El subcomisario jefe Hodge parecía preocupado.
—Pero… ¿cómo vamos a salir del hotel? —preguntó.
—Bueno… —replicó el inspector—, existen eso que llaman maniobras de diversión. Un par de cámaras rotas, el tipo ese, Lazlett, que pierde un par de dientes… No estaría mal.
—Sería un desastre —cortó sir Arnold—. Nada me gustaría tanto como partirle el cuello a ese mamarracho, pero no vamos a hacerle el favor. Hoy no, por lo menos. Que se meta en algún callejón oscuro y sin nadie alrededor, y las cosas podrían ser muy distintas.
Veinte minutos más tarde, con la obsequiosa complicidad del director del hotel, un amplio furgón se aproximó a la entrada de servicio. Bajaron la parte trasera de la caja y las cintas transportadoras empezaron a descargar los suministros matinales del establecimiento. Al acabar de hacerlo, sir Arnold y Harry Hodge, enfundados en unas batas blancas de trabajo, se encaramaron a la caja y desaparecieron en el interior del furgón.
—¡Menudo jaleo! —exclamó el comisario jefe con voz aguardentosa.

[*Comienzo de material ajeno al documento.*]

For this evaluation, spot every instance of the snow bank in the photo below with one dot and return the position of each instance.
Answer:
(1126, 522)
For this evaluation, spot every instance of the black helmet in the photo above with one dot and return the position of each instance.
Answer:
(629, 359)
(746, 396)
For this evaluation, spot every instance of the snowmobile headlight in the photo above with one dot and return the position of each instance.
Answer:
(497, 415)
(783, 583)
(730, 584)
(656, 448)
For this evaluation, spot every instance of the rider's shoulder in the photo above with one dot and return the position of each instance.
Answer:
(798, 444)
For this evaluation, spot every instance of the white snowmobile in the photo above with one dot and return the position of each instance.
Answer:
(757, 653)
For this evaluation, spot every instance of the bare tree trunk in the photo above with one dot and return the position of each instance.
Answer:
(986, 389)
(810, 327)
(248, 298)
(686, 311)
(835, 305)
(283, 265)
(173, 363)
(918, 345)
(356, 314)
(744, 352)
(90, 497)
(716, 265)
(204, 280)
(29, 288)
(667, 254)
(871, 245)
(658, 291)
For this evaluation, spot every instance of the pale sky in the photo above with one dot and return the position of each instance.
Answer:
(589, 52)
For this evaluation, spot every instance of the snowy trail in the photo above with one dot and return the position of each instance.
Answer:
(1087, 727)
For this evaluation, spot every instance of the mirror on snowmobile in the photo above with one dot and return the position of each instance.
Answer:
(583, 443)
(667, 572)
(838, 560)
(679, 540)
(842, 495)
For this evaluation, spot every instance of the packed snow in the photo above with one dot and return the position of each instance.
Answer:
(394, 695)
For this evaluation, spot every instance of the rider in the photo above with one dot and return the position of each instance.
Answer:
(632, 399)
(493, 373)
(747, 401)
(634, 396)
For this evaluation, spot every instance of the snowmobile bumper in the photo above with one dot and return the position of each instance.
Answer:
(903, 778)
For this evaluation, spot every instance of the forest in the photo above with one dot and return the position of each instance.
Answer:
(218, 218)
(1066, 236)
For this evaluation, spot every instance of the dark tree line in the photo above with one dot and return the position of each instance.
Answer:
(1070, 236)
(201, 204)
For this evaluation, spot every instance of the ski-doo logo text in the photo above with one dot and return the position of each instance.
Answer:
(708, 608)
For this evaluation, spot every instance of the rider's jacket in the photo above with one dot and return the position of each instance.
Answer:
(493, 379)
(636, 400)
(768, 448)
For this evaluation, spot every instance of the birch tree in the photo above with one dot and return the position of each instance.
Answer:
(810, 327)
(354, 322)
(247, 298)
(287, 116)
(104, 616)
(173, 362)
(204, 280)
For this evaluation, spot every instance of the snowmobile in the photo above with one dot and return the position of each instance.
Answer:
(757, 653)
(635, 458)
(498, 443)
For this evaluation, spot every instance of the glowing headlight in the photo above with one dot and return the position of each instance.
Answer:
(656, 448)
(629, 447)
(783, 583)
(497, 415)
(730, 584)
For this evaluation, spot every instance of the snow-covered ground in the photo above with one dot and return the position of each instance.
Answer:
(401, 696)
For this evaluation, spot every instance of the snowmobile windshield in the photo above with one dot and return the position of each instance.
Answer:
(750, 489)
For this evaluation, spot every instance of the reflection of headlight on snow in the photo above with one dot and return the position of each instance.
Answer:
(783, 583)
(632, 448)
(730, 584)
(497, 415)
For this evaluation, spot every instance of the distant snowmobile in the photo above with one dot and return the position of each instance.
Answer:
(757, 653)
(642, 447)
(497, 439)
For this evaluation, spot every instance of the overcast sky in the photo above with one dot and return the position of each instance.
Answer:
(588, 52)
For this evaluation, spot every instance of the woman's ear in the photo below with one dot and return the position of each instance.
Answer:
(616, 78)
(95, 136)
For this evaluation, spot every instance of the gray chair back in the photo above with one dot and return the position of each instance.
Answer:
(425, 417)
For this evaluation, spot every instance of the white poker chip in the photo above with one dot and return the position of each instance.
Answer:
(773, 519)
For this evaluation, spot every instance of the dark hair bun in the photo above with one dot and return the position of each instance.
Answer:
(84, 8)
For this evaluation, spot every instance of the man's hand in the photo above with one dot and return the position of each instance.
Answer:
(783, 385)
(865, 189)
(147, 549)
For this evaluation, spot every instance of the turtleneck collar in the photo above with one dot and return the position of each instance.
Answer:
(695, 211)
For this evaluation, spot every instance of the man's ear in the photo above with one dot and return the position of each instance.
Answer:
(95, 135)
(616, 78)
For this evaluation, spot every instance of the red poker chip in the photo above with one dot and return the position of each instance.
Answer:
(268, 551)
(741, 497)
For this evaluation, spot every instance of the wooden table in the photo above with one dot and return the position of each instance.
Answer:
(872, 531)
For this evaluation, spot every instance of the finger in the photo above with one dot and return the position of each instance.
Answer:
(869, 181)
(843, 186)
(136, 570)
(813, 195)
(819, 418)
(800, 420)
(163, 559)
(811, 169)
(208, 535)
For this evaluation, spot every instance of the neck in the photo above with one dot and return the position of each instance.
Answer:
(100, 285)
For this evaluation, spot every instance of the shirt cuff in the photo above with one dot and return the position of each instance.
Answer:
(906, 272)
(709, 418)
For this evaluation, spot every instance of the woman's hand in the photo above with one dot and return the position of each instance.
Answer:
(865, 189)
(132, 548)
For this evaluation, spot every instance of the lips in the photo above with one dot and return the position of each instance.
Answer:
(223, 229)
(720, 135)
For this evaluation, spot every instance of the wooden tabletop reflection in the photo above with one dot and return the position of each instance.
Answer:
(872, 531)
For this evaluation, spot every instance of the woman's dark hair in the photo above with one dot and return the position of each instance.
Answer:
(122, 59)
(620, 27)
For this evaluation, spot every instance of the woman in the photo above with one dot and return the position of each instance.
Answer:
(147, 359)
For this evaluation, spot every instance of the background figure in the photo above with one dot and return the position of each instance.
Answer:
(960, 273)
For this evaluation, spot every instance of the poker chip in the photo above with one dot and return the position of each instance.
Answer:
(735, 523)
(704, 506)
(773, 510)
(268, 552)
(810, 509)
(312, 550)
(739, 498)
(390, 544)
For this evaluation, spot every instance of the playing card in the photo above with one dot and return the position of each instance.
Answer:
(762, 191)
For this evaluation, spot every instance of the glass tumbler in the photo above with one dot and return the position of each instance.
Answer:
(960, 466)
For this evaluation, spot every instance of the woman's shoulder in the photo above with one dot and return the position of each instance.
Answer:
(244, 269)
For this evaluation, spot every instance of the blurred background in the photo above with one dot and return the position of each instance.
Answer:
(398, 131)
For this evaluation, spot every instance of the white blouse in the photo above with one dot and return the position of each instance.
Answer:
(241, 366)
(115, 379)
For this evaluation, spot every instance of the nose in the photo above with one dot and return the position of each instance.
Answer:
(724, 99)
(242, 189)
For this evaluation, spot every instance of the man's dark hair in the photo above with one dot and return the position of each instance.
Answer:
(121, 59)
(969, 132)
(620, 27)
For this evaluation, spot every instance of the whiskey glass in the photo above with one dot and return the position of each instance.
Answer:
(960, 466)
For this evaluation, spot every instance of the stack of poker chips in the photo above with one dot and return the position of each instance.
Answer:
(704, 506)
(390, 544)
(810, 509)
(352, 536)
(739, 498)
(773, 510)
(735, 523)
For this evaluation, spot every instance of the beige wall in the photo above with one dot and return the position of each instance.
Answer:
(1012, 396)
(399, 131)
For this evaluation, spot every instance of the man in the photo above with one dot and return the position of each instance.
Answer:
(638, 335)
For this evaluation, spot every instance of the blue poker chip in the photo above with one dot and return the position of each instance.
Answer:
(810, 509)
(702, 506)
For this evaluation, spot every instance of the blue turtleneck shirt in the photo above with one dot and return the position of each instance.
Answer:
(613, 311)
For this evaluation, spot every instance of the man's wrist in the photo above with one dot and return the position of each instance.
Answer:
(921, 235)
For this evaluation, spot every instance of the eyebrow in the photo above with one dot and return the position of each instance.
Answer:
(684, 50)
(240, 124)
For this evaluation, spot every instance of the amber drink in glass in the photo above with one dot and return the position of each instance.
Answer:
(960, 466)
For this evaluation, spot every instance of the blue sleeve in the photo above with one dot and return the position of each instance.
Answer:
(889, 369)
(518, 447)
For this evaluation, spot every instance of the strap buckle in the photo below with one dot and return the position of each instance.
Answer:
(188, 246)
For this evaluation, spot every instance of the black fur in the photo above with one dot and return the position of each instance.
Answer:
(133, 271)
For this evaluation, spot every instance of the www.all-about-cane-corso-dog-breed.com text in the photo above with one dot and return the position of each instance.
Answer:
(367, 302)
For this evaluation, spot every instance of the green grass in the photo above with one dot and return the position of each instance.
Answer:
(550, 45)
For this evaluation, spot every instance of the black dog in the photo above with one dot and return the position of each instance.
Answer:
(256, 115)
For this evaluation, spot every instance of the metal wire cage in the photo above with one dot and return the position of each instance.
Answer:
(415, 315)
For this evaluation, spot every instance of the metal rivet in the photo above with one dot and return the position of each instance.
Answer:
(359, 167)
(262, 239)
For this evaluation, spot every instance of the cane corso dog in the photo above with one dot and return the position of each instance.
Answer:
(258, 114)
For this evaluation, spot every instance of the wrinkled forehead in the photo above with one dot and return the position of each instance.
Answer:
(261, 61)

La botella de brandy estaba ya vacía—. ¡Maldito si voy a ir ahora a mi casa! Estos cabrones la tendrán rodeada.
—Siempre puede venir a la mía —dijo Hodge. Pero sir Arnold no estaba de humor para comparecer ante la cáustica mirada de la señora Hodge, ni soñarlo. Y lo de Glenda, por supuesto, había que descartarlo dadas las circunstancias. Que se olieran siquiera la existencia de aquel pisito, y la mierda haría volar hasta las tapas de las alcantarillas.
—Haré que Filder me lleve a la Casa de la Presa. Y si esos bastardos asoman la nariz por allí, azuzo al perro contra ellos.
Eran cerca de las tres de la madrugada cuando el comisario jefe saltó finalmente del furgón, se dejó caer, agotado, en un Rover de la policía y partió en dirección al embalse de Scabside.